In a case of daylight robbery, Hook-based Rose and another Hampshire hopeful Matt Blackey look like missing out on this week's Turespana Masters and maybe the Italian Open the following week simply because there are not enough daylight hours left to accommodate them in the field.

With autumn drawing in and the days getting shorter, so too are the sizes of the fields for the last European Tour events. The usual 140-strong entries have been reduced to 120 and early this week both Rose and Blackey where on the reserve list with little chance of playing.

It's bitterly frustrating for the two Hampshire players because Rose still needs around £16,000 to keep his European card and Blackey, from Hayling Island, requires £22,000.

"If, by chance, I get in for the Turespana in Madrid, I'll try and win it," says Rose. "I have to aim high just as I did at Tour School last November when I aimed for as high a finish as I could get and I ended up fourth. I believe in thinking positive, my game is pretty solid right. I feel I can reach my goals.

"If the worst comes to the worst and I don't get the chance to make the money I need to keep my card, going back to tour school at San Roque next month won't worry me.

"I have the game to stand up to it, but ideally it's not the situation I wanted because it will put me back to where I was a year ago and I believe I have moved on as a player."

"My game has never been stronger.
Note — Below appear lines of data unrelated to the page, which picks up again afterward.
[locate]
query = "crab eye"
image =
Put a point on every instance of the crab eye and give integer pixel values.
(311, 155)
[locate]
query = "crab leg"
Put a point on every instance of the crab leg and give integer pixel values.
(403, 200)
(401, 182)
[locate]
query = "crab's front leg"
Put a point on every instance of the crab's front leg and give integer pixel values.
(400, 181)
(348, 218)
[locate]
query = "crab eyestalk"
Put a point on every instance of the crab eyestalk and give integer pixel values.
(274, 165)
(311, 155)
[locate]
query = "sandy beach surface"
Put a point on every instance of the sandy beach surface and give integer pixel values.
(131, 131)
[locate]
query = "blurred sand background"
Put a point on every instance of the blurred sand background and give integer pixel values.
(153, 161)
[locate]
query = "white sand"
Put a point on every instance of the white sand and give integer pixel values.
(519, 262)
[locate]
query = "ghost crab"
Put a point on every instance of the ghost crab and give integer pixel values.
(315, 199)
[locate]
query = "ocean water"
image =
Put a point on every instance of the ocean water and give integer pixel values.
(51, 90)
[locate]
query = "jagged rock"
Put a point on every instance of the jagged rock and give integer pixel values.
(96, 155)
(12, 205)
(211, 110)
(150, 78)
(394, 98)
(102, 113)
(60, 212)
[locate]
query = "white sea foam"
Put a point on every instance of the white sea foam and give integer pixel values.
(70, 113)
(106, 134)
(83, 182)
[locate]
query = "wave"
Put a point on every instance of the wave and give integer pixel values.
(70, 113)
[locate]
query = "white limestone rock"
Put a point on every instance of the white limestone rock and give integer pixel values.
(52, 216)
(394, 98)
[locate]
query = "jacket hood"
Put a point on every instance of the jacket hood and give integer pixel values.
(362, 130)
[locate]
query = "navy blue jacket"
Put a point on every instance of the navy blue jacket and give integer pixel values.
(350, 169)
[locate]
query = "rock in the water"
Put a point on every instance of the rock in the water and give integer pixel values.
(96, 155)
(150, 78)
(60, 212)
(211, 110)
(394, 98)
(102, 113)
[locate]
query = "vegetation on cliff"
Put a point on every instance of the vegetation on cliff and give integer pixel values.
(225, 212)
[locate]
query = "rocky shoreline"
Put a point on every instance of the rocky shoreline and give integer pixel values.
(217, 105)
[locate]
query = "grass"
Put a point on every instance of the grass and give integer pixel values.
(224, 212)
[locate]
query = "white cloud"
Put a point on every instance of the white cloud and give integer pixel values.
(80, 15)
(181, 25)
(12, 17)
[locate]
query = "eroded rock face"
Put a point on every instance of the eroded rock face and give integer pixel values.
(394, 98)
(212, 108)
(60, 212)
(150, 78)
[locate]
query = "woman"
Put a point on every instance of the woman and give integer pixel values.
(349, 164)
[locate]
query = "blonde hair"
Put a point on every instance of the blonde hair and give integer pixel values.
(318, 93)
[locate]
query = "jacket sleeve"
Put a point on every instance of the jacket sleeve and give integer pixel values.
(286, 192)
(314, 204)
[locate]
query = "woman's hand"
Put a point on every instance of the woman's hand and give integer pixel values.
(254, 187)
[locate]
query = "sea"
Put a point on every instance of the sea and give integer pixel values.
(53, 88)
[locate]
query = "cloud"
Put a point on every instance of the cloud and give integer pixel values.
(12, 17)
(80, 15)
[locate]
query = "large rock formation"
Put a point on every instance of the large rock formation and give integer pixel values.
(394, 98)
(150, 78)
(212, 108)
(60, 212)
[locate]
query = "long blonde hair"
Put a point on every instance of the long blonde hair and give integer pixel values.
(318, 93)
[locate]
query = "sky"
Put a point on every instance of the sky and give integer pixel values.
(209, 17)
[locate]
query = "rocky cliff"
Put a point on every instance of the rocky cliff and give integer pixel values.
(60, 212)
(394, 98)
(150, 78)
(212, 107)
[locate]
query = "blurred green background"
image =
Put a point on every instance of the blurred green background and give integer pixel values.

I have got to the stage where I can start challenging for wins next year."

The turning point to Rose's season which saw him hit a tournament high with joint 11th place and a best-ever cheque of £16,340 at the lucrative BMW International Open, was a switch back to some old irons and Taylor Made's new 300 series steel-shafted driver.

"I'm driving the ball straighter and longer, nearly 300 yards, which is further than I've ever hit it. The only glitch is my putting. I missed a couple of three-footers at the 11th and 12th holes in the BMW which would have sewn up my card for next year. But that's golf.

"There's no secret to putting, nothing anyone can teach you. It's something I've got to work out for myself. I was always a good putter when I was younger. Hopefully the old touch will return."

Rose is like a fish out of water without tournament golf. He says the three-week break between the Belgacom Open on September 24 and the Turespana Masters was bad enough. "I was into a good rhythm and could happily have gone on

"I'd missed just a couple of cuts in nine weeks and was getting stronger all the time. Now this. I'll just have to keep practising at my club at North Hants and work hard at my fitness in the gym."

Blackey admitted that after the Belgacom Open he needed a rest after two months solid on the road. But he says: "After three weeks at home I'm raring to go again. But I was about 20th reserve for the Turespana Masters going into this week and it doesn't look too hopeful.

"I feel much stronger and better as a player, and I wouldn't be as concerned as I used to be about going to Tour School."